According to a 2001 census of Ecuador, indigenous people represented approximately 6.8 percent of the population. Confederation of the Indigenous Nations of Ecuador (CONAIE) believes that this number is not accurate and that the real population of indigenous people is somewhere between twenty-five and thirty percent. In 1967 the first American oil company came to Ecuador and by the mid-1970s the oil boom jump started Ecuador’s economy from a poor agriculturally dependent economy to a hot spot for foreign investment. According to Minority Rights Group International, “The Agrarian Reform Law of 1964 and subsequent reform treated indigenous people as poor peasants emphasizing individual land titles and diminishing their demand for collective rights.” The infiltration of oil companies into Ecuadorian amazon dramatically affected the indigenous people, causing the Tetete people to go extinct and sever contamination of the river systems. Due to unsafe oil extraction processes approximately 30,000 people developed cancer and/or skin diseases. (MRGI, 2014)

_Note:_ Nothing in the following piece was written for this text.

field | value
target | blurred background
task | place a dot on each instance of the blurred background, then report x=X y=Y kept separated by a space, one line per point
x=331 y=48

In 2014, Ecuador began entertaining bids on rights to land and the minerals that they contain in areas where indigenous people have been isolated voluntarily and are dramatically against the oil industry. According to Kevin Koening of Amazon Watch, “the Correa administration seems intent on trying to drill its way to prosperity, which has turned what was once pristine rainforest into a natural sacrifice zone crisscrossed by oil wells, roads and palm plantations.” It seems like any easy decision not to drill and preserve the Amazon rainforest, but there is a lot for popular President Correa to consider. (Mirroff, 2015).